Savings accounts are vehicles for reaching short term saving goals. They are bank accounts designed to help you set extra money aside while maintaining a balance of accessibility: it takes an extra step or two to access it, which makes it easier to avoid unnecessary, spur of the moment spending. At the same time, the money is accessible in the event that you need it.
Banks offer features like automatic transfers back and forth between a savings account and a checking account to help you in this process of putting money away and accessing it when necessary.
Banks also pay interest on the money you deposit into the account. Interest is money that the bank pays you in exchange for holding your money — something that is not offered with checking accounts.
What Should You Use a Savings Account for?
Savings accounts act as a place where you can store money safely and retrieve it easily, a concept known in financial circles as high liquidity. These characteristics make a savings account ideal for short-term financial needs and goals such as:
- Emergency fund. The rule of thumb is to put away at least three to six months’ worth of living expenses. While that amount may seem challenging, contributing small amounts each week can help you reach that goal, and a savings account is a good place to stockpile it.
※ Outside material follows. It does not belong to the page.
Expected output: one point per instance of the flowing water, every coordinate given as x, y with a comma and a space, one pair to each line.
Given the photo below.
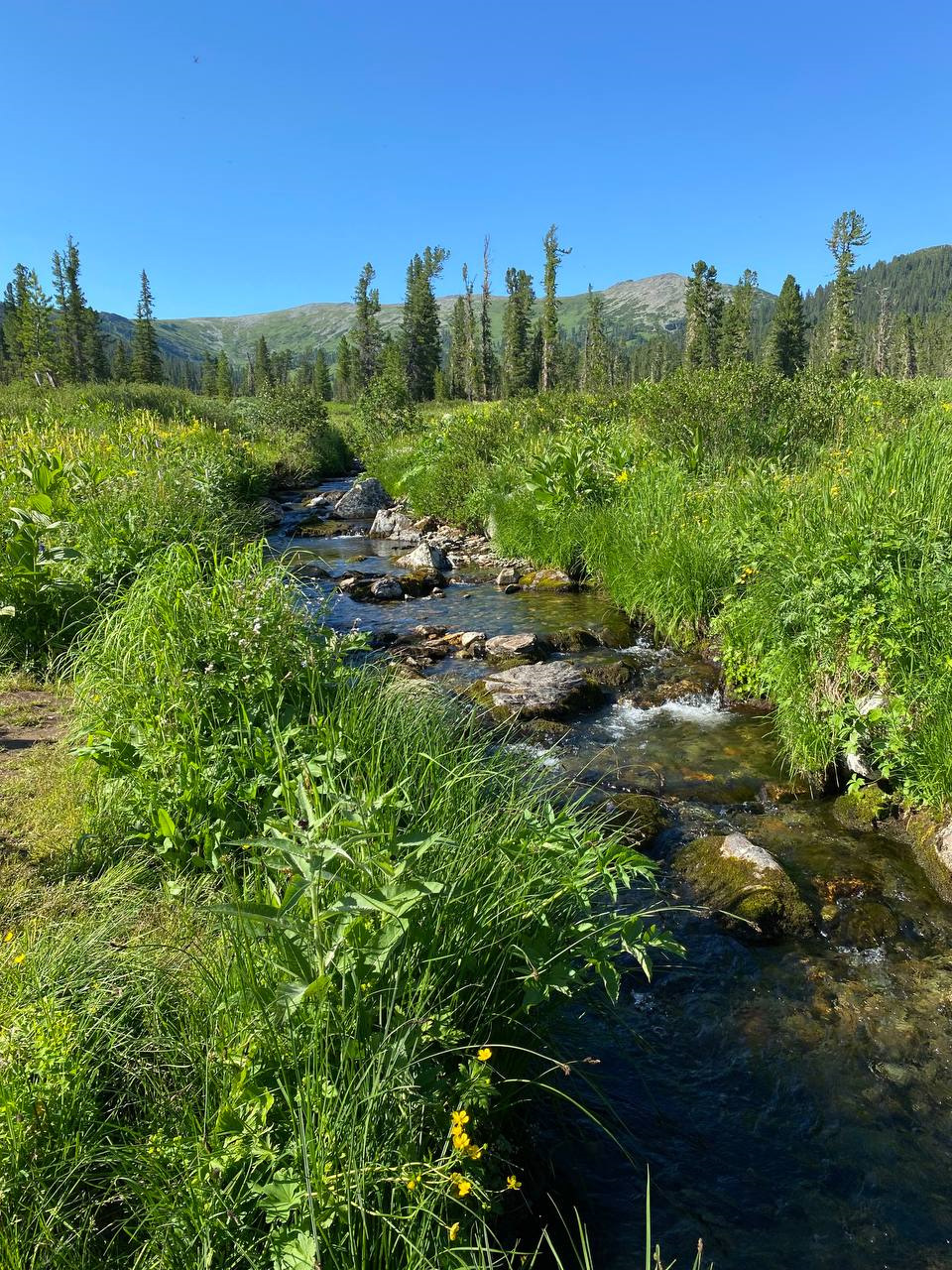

In fact, according to a U.S. News survey conducted in 2019, about 40 percent of respondents use their savings account as an emergency fund, about four times as much as for any other purpose.
- Large purchases such as a car or vacation. These remain popular uses for savings accounts, just as they were in the 1960s and ’70s, when banks routinely offered “vacation club” voucher booklets to help savers keep on target with their goals.
1. Traditional Savings Account
Good for: People who need to save money for the short or long term and aren’t as concerned about getting the best interest rate, expressed as the annual percentage yield (APY).
Traditional savings accounts are what you may immediately think of when you consider where to save. These are the savings accounts you typically find at traditional banks or credit unions.
2. High-Yield Savings Account
Good for: People who want to earn a more competitive rate on savings while minimizing fees.
High-yield savings accounts are savings accounts that offer a higher APY, compared to regular savings accounts.
3. Money Market Accounts
Good for: People who want to earn interest on savings while having more options for accessing their money.
Money market accounts (MMAs) combine features of regular savings account with features of a checking account. You can find these accounts at both brick-and-mortar banks and online banks.
4. Certificate of Deposit Account
Good for: People who want to earn competitive rates and won’t need to access their savings right away.
Certificates of deposit (CDs) are time deposits, meaning you agree to leave your money in the account for a set period. During that time, your money earns interest and, when the CD matures, you can withdraw your savings or roll it into a new CD.
You can find CDs at traditional banks and online banks. Between the two, online banks tend to offer better interest rates. CD terms typically range from as short as 30 days or as long as 60 months, with longer terms usually boasting higher rates—although not always, especially in a lower interest rate environment.
5. Cash Management Account
Good for: People who want to keep cash available to invest in their brokerage or retirement account.
Cash management accounts aren’t savings accounts per se. Instead, these accounts let you hold cash you may plan to invest in a taxable brokerage account or a retirement account.
Online brokerages and robo-advisor platforms may offer cash management accounts to their investors. The money held in the account can earn interest, often at a higher rate than what you’d get at a bank.
6. Specialty Savings Account
Good for: People who want accounts tailored to specific savings goals.
Specialty savings accounts are designed to help you reach specific savings goals, rather than being a catch-all for the money you don’t plan to spend. And, in some cases, they can be intended for a specific type of person, rather than a goal.